SQL standard UPSERT call - mysql

I'm looking for a standard SQL "UPSERT" statement. A one call for insert and update if exists.
I'm looking for a working, efficient and cross platform call.
I've seen MERGE, UPSERT, REPLACE, INSERT .. ON DUPLICATE UPDATE but no statement meets the needs.
BTW I use MYSQL and HSQLDB for unitests. I understand that HSQLDB is limited and may not cover what I need, but I couldn't find a standard way even without it.
A statement that only MYSQL and HSQLDB will also be enough for now.
I've been looking around for a while and couldn't get an answer.
My table:
CREATE TABLE MY_TABLE (
MY_KEY varchar(50) NOT NULL ,
MY_VALUE varchar(50) DEFAULT NULL,
TIME_STAMP bigint NOT NULL,
PRIMARY KEY (MY_KEY)
);
Any idea?

The only solution that is supported by both MySQL and HSQLDB is to query the rows you intend to replace, and conditionally either INSERT or UPDATE. This means you have to write more application code to compensate for the differences between RDBMS implementations.
START TRANSACTION.
SELECT ... FOR UPDATE.
If the SELECT finds rows, then UPDATE.
Else, INSERT.
COMMIT.
MySQL doesn't support the ANSI SQL MERGE statement. It supports REPLACE and INSERT...ON DUPLICATE KEY UPDATE. See my answer to "INSERT IGNORE" vs "INSERT ... ON DUPLICATE KEY UPDATE" for more on that.

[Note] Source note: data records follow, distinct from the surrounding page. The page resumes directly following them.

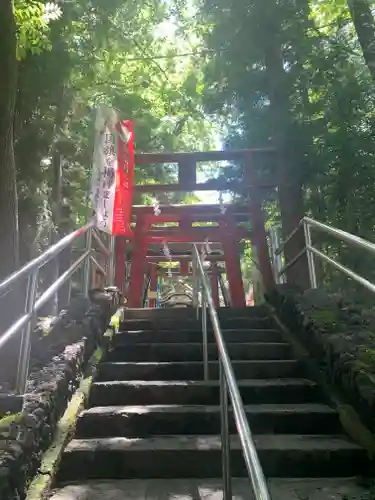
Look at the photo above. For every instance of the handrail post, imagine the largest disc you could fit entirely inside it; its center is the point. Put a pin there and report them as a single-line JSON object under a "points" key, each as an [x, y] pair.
{"points": [[310, 256], [204, 332], [87, 268], [225, 437], [25, 347]]}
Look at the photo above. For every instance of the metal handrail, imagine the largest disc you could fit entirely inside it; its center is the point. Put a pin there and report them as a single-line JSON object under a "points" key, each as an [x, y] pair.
{"points": [[307, 223], [44, 258], [228, 384], [26, 322]]}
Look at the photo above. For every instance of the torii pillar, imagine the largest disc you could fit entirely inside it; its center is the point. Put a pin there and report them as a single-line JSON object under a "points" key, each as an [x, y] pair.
{"points": [[232, 262]]}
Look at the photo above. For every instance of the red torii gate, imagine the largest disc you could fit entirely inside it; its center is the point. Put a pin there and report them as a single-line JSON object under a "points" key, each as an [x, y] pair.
{"points": [[225, 231]]}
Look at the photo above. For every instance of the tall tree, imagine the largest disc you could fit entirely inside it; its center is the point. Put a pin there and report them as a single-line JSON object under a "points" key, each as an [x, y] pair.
{"points": [[363, 20]]}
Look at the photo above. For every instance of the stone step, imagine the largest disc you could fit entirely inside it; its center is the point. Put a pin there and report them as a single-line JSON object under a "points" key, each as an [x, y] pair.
{"points": [[253, 391], [185, 313], [306, 488], [170, 336], [200, 457], [148, 420], [193, 351], [192, 323], [193, 370]]}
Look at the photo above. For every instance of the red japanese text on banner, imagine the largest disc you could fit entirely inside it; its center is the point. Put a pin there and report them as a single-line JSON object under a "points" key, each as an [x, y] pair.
{"points": [[113, 173]]}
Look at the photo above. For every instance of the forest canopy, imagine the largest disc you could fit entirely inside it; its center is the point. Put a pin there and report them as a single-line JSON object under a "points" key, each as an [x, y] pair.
{"points": [[295, 75]]}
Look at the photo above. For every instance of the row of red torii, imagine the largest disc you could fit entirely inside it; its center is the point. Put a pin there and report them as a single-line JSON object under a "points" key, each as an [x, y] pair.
{"points": [[223, 224]]}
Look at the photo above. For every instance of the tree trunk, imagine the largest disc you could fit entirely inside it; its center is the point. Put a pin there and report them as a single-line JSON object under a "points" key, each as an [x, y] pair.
{"points": [[12, 304], [360, 11], [290, 189]]}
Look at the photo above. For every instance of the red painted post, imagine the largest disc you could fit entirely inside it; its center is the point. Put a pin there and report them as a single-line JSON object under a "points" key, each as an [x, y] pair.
{"points": [[138, 264], [259, 236], [120, 263], [232, 263], [215, 284], [153, 286]]}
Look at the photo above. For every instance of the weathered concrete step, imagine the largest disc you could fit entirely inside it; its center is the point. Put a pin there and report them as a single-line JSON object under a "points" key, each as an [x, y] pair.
{"points": [[212, 489], [143, 421], [200, 457], [253, 391], [230, 335], [173, 313], [192, 323], [193, 351], [193, 370]]}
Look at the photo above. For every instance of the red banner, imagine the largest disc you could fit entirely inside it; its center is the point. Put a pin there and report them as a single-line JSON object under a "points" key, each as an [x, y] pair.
{"points": [[123, 199]]}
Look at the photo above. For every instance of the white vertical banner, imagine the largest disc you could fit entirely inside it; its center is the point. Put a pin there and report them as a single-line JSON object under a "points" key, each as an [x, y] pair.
{"points": [[112, 173]]}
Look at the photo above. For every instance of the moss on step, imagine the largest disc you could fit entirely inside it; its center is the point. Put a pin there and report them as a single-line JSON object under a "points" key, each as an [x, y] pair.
{"points": [[8, 420], [39, 488]]}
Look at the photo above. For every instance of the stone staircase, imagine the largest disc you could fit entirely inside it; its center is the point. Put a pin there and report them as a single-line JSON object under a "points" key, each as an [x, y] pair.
{"points": [[152, 428]]}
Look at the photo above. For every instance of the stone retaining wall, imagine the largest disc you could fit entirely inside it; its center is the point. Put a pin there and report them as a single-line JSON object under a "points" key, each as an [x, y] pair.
{"points": [[51, 385], [340, 337]]}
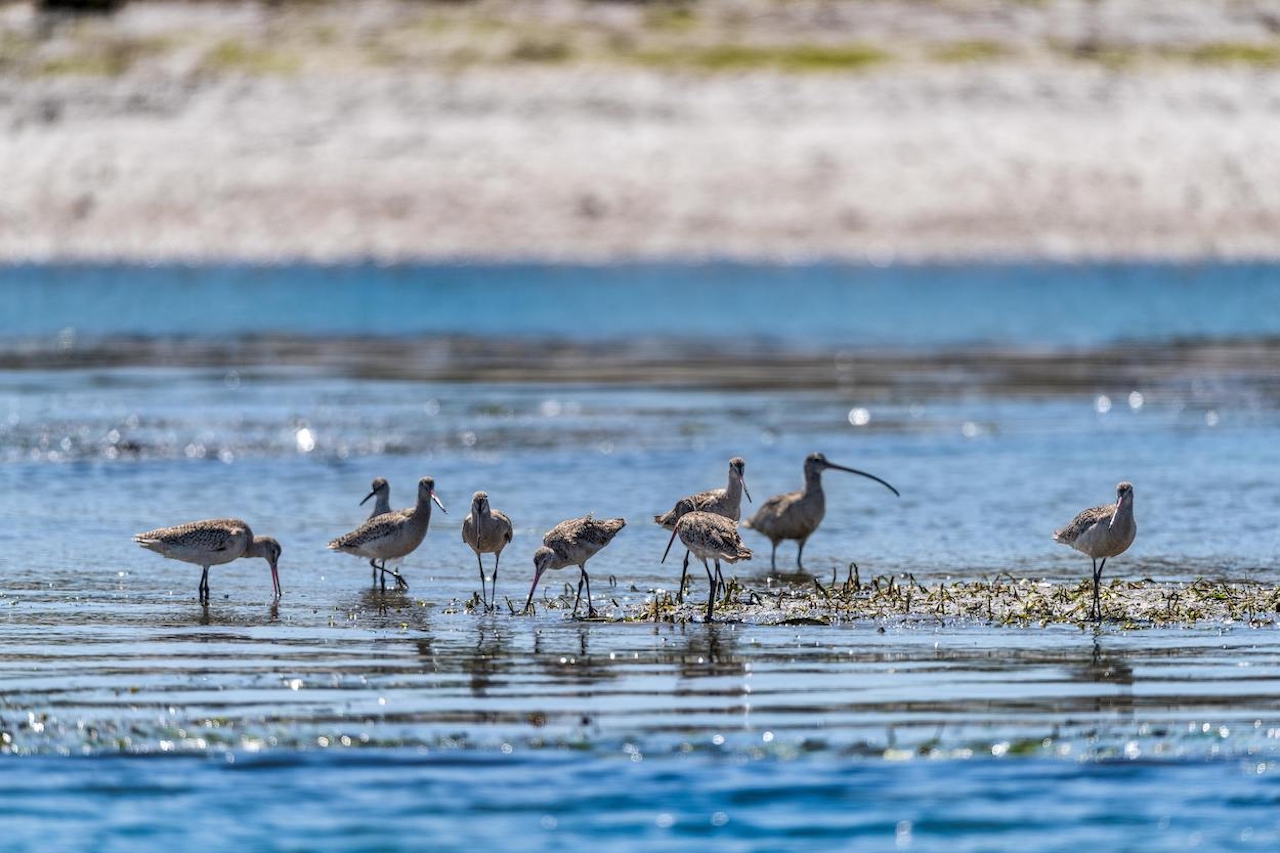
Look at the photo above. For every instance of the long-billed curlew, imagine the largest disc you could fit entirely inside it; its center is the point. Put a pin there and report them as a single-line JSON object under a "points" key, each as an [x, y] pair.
{"points": [[712, 536], [211, 543], [382, 493], [726, 502], [487, 532], [1102, 532], [392, 536], [796, 515], [572, 543]]}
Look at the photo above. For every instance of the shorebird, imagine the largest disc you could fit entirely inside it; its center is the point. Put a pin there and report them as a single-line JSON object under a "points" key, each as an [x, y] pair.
{"points": [[726, 502], [392, 536], [1102, 532], [382, 492], [572, 543], [796, 515], [709, 536], [487, 532], [211, 543]]}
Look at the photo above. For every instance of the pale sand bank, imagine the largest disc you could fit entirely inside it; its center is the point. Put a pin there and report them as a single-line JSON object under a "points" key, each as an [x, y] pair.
{"points": [[1024, 155]]}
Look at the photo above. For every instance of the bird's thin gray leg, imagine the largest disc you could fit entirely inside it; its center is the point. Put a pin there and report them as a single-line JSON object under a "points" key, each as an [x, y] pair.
{"points": [[590, 607], [1097, 582], [493, 584], [684, 576], [711, 597]]}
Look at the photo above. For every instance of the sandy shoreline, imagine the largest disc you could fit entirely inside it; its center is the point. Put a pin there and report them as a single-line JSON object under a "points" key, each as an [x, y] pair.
{"points": [[1015, 158]]}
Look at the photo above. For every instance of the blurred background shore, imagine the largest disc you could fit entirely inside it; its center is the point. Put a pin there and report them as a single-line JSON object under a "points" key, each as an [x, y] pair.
{"points": [[867, 131]]}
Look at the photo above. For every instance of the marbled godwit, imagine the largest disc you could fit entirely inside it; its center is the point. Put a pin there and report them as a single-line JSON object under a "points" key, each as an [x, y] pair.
{"points": [[487, 532], [796, 515], [572, 543], [392, 536], [382, 492], [726, 502], [708, 534], [211, 543], [1102, 532]]}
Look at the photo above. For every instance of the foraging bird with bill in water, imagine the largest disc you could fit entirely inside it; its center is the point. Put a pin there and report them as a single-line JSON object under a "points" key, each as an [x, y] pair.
{"points": [[1102, 532], [572, 543], [487, 530], [709, 536], [796, 515], [392, 536], [726, 502], [213, 542]]}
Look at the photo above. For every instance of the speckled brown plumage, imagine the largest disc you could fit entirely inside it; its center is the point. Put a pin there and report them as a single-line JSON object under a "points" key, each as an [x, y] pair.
{"points": [[570, 543], [1102, 532], [795, 515], [487, 530], [392, 536], [213, 542], [711, 537]]}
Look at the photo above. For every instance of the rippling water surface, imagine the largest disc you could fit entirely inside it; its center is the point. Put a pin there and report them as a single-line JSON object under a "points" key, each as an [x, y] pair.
{"points": [[347, 719]]}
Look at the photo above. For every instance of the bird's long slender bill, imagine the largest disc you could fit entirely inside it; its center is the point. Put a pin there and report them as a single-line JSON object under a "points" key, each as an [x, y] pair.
{"points": [[538, 575], [670, 542], [871, 477]]}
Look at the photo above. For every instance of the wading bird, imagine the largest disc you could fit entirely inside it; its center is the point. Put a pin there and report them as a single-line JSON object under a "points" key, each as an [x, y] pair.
{"points": [[211, 543], [382, 495], [709, 536], [726, 502], [796, 515], [487, 532], [572, 543], [392, 536], [1102, 532]]}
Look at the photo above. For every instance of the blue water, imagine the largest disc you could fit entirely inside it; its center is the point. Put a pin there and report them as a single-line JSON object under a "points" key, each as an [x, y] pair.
{"points": [[343, 719], [798, 306]]}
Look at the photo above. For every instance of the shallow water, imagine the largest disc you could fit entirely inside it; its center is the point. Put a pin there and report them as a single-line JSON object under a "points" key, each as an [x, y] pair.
{"points": [[348, 719]]}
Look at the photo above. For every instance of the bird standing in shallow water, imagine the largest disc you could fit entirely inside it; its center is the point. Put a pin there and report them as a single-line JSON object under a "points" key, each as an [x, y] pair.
{"points": [[1102, 532], [392, 536], [796, 515], [211, 543], [707, 534], [726, 502], [487, 532], [382, 495], [572, 543]]}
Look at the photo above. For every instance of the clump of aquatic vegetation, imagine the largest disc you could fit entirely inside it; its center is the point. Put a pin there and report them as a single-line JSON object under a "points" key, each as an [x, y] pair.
{"points": [[1002, 600]]}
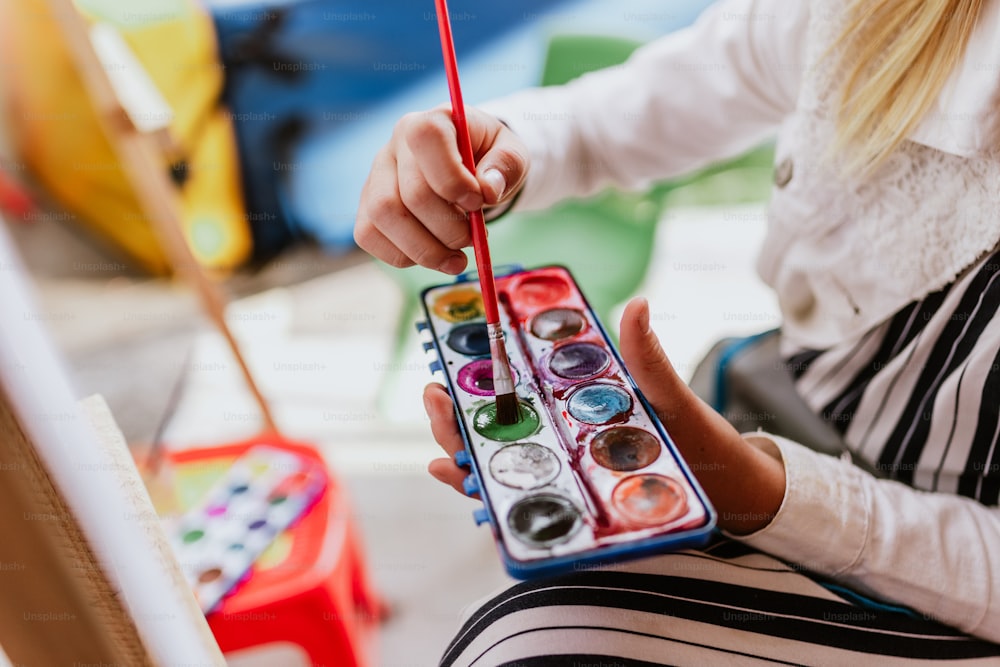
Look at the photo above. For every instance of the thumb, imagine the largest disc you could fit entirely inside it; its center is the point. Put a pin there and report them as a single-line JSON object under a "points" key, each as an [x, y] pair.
{"points": [[503, 165], [648, 363], [687, 418]]}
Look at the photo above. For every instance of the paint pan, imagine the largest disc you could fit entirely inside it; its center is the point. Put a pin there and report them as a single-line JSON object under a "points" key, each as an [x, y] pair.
{"points": [[650, 500], [544, 520], [558, 323], [579, 361], [524, 466], [470, 339], [485, 422], [600, 403]]}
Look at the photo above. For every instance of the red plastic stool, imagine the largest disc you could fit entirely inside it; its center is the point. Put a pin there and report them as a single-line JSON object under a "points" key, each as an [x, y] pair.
{"points": [[310, 589]]}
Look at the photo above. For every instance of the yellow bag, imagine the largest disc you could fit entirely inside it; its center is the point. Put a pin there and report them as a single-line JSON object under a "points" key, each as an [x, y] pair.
{"points": [[59, 135]]}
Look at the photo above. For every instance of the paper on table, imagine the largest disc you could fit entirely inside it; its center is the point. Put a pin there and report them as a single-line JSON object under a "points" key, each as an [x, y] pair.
{"points": [[101, 490]]}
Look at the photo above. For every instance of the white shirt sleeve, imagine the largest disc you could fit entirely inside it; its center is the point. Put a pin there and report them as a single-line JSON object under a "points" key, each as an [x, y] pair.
{"points": [[936, 553], [695, 96]]}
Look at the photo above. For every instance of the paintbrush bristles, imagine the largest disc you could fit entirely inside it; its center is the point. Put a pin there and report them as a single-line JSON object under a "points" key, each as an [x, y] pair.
{"points": [[508, 411]]}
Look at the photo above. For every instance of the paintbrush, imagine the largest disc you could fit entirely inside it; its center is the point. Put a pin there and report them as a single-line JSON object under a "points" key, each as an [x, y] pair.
{"points": [[508, 411]]}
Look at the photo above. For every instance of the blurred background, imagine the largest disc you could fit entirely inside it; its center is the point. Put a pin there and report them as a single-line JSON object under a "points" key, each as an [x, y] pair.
{"points": [[266, 117]]}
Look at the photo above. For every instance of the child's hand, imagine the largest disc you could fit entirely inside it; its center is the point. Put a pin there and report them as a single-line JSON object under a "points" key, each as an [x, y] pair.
{"points": [[745, 484], [414, 202]]}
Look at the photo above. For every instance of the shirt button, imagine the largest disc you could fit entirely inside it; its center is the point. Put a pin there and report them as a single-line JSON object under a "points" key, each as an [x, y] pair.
{"points": [[783, 172]]}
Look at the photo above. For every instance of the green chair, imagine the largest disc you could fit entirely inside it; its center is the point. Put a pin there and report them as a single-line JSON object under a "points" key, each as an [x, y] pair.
{"points": [[606, 240]]}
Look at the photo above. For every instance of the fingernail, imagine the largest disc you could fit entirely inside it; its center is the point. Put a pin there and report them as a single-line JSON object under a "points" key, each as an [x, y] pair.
{"points": [[496, 181], [454, 265], [470, 202], [644, 316]]}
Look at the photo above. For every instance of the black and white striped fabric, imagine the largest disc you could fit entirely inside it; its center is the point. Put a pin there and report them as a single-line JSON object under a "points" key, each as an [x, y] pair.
{"points": [[725, 605], [918, 398]]}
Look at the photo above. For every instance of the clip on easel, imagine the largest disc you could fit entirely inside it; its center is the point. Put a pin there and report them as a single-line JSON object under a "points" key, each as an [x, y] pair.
{"points": [[136, 119]]}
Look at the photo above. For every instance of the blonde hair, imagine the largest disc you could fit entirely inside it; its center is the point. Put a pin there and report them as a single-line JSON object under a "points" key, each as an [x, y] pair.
{"points": [[896, 57]]}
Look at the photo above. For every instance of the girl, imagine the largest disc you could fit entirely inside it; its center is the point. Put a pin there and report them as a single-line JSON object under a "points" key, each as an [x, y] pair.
{"points": [[882, 248]]}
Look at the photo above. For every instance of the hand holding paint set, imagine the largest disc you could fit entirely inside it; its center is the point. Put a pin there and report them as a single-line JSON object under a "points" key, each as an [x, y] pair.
{"points": [[571, 462], [587, 474]]}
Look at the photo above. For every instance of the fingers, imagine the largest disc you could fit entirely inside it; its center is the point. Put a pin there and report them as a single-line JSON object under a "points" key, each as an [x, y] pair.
{"points": [[389, 231], [444, 426], [414, 202], [688, 419], [502, 166]]}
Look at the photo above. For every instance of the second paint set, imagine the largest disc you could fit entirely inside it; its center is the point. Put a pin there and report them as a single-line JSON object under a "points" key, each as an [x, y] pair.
{"points": [[588, 475]]}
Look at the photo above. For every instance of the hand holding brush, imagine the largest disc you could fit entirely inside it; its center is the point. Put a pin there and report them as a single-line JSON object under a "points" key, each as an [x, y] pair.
{"points": [[508, 411]]}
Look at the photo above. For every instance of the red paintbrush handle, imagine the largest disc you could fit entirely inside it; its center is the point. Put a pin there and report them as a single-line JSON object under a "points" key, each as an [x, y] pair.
{"points": [[484, 266]]}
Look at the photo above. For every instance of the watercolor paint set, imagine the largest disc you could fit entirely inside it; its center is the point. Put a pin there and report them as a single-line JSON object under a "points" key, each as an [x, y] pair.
{"points": [[588, 474], [263, 493]]}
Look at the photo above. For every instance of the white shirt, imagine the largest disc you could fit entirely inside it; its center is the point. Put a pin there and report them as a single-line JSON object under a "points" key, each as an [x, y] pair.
{"points": [[735, 78]]}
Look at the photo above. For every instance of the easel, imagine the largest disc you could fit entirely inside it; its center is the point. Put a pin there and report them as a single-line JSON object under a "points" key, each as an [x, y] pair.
{"points": [[145, 155], [59, 604]]}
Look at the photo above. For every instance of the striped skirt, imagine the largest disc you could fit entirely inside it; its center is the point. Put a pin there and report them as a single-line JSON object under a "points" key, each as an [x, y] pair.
{"points": [[725, 605]]}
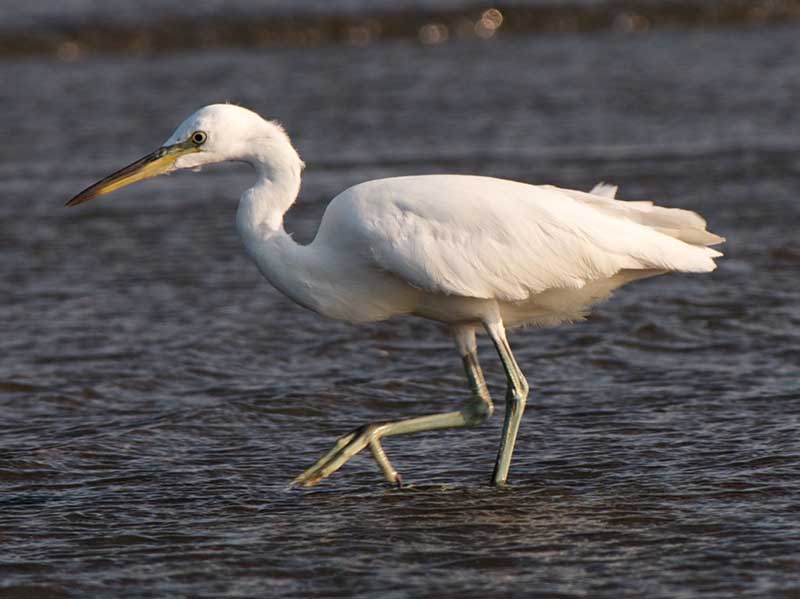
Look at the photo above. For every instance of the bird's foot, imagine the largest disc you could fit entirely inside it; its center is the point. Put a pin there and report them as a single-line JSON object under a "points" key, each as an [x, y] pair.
{"points": [[345, 448]]}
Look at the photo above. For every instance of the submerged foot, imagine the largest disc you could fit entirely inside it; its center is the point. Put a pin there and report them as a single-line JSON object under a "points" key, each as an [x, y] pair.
{"points": [[345, 448]]}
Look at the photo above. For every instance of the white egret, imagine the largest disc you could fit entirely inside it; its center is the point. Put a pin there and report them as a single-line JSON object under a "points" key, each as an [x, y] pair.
{"points": [[467, 251]]}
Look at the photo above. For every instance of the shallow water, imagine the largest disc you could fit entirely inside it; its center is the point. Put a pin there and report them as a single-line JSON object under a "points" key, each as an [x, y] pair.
{"points": [[157, 395]]}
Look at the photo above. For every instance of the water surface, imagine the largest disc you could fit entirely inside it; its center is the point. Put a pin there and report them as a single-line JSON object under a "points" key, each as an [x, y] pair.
{"points": [[157, 395]]}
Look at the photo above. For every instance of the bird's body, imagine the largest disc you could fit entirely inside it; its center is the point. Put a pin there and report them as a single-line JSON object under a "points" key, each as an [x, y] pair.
{"points": [[467, 251], [458, 248]]}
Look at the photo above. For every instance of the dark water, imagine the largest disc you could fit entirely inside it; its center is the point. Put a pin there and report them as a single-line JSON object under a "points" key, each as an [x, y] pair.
{"points": [[157, 396]]}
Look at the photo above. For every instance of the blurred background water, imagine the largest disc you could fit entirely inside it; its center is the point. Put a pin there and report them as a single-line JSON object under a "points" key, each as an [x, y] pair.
{"points": [[156, 395]]}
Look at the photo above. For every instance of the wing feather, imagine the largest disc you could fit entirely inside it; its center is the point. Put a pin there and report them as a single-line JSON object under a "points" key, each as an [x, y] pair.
{"points": [[491, 238]]}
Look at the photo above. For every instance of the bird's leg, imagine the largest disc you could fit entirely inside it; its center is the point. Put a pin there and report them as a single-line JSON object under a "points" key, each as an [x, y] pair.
{"points": [[516, 396], [475, 411]]}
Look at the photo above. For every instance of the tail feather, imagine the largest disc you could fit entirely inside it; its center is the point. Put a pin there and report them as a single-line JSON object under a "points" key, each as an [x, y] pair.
{"points": [[685, 225]]}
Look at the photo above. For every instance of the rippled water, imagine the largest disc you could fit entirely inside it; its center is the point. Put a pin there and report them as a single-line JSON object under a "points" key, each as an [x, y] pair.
{"points": [[157, 395]]}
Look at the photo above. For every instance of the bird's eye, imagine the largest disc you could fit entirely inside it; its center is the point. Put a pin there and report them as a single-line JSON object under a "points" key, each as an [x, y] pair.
{"points": [[199, 138]]}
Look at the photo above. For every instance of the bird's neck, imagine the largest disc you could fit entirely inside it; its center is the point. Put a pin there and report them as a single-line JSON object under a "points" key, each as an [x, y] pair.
{"points": [[289, 266]]}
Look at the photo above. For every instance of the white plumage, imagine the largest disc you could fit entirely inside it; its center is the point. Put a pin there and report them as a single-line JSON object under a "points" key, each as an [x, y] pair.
{"points": [[465, 250]]}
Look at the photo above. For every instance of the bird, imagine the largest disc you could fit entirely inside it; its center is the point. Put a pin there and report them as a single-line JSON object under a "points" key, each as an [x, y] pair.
{"points": [[472, 252]]}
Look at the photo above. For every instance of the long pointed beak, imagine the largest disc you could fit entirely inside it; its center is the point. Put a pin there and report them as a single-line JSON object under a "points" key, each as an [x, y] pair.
{"points": [[157, 163]]}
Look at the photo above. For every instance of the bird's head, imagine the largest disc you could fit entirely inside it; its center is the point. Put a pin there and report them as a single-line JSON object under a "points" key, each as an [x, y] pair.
{"points": [[215, 133]]}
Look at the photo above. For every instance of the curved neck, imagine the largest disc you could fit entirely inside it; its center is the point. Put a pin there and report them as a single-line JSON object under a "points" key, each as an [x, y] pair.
{"points": [[288, 266]]}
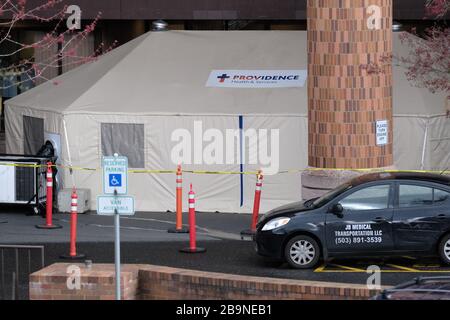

Re comments: Yes, another approach is to just try the INSERT and see if it succeeds. Otherwise, do an UPDATE. If you attempt the INSERT and it hits a duplicate key, it'll generate an error, which turns into an exception in some client interfaces. The disadvantage of doing this in MySQL is that it generates a new auto-increment ID even if the INSERT fails. So you end up with gaps. I know gaps in auto-increment sequence are not ordinarily something to worry about, but I helped a customer last year who had gaps of 1000-1500 in between successful inserts because of this effect, and the result was that they exhausted the range of an INT in their primary key.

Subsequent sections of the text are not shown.